Humans are social creatures, and my divine affiliation presupposes a human tribalism component. The Jesus I follow cannot be followed without his Church.
Why we need relationships
Imagine you met someone (Jim) and hit it off great. You felt you could talk about anything and became fast friends. There is just one catch. Jim, he hates your wife. Jim makes degrading comments every single time she is around. Jim is even sometimes openly hostile to your wife. Some people think they need that friendship so much they are willing to make their spouse suffer. I think that’s foolish. More often, you are going to stop hanging out with Jim. And now Jim is alone. Do you think he will improve himself or win you over because of his disdain for your wife? No! And so it is when you disparage the human tribalism that we all swim in. Is any part of our faith perfect, divine, or human? No. We are already on the ship. But we can fix it up and guide our children on how to make their path better.
But imagine how isolating it is when you take on the human tribalism around you. It doesn’t just separate you. It isolates your clan. And that pain and bitterness run deep when it's a whole clan or sub-tribe.
Yay Elections!
For a broader example, look at the previous presidential elections. Hilary Clinton created unsustainable anxiety with her opponents by calling them deplorable. She tried to kick them out of her tribe, and well, she lost the election. Trump, by contrast, cuddled up with the conspiracy theorists and was a more palatable option for a country that thrives on unity. But at the behest of his most ardent supporters, Trump repeatedly committed the same mistake as Clinton for four years. And then he lost the election. It isn’t challenging to track what’s going on. The country craves someone who can unite both sides. But the radical ends of each spectrum create dividing lines. They try to claim we are separate tribes for their own reasons. It didn’t work the last time we tried to do that. I know I am a part of the we who tried to do that.
That’s why relationships are an essential redeemable part of human tribalism. What is the point of divine affiliation if we have no one to share it with?
Don’t Stop Seeking Beauty
Because of the history and the relationships, I don’t want my children to miss out on the beauty of human tribalism, for us, the American Dream. Is it part bullshit? Yeah. But it is also the water we are all swimming in. And it has its redemptive qualities. Because so often lost in that history are the ironclad agreements that our country attempted to be founded on the idea of human flourishing. And there was the attempt from the beginning to spread that flourishing to as many as possible rather than hold it for the few or elite. But this is America, where we do our best and sometimes worst to push wealth down. That idea, that push. That is something beautiful to hold onto for my tribe. I am proud to have my family fought and died for over the centuries of our country. It is something, medical issues not-withstanding, I would have been proud to do myself.
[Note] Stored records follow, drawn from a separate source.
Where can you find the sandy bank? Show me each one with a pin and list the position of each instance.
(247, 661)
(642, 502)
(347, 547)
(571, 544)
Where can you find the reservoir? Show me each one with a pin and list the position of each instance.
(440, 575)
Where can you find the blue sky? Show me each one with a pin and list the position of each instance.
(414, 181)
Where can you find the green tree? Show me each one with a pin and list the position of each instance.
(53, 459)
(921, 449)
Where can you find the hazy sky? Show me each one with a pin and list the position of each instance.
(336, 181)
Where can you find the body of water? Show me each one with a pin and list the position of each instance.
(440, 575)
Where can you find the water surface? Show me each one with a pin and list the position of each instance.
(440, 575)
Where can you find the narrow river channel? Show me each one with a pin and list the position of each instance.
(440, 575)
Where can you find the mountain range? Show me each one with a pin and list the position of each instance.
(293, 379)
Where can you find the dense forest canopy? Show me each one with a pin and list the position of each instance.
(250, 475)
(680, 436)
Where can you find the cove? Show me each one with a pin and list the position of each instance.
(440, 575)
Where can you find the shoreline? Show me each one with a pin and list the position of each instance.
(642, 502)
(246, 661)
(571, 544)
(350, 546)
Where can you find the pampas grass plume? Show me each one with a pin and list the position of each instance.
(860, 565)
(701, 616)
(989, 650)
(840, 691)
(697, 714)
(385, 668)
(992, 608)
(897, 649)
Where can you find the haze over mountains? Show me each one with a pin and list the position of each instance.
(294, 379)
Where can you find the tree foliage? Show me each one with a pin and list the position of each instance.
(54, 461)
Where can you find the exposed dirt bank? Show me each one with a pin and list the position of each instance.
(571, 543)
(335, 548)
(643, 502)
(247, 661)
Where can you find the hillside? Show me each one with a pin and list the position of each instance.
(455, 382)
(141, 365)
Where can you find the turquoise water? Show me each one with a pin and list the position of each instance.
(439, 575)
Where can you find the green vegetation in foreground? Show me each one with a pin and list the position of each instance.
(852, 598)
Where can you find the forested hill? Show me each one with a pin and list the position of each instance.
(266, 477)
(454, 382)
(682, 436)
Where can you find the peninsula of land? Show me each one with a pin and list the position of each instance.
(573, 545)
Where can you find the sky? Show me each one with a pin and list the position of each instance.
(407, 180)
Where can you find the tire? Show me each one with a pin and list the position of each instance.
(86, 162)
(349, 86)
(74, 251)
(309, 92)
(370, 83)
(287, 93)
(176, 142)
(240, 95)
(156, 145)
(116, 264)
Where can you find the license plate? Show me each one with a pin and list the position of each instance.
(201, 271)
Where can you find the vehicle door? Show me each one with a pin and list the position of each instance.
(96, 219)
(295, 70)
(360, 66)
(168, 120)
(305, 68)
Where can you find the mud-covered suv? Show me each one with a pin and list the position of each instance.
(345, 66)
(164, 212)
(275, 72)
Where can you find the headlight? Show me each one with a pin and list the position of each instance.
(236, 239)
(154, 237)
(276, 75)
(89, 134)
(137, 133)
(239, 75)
I hold on to the messy middle because of the wisdom of those who have lost their human tribalism or failed to be rooted in a divine affiliation. My faith is a cake that has at least these two layers. You have burnt, crunchy brownies without nuts or ice cream without those layers. Nobody wants to live that way. We have to walk in tension and understand the underpinnings of all our faiths. We have to realize what ship we are in so we can teach our children how to navigate the troubled waters of humanity. Charybdis waits to swallow us, while Scylla waits to strike us with divine judgment. Not everyone makes it through the strait. But we give ourselves the best shot by understanding the waters we sail and the ship we have built for ourselves.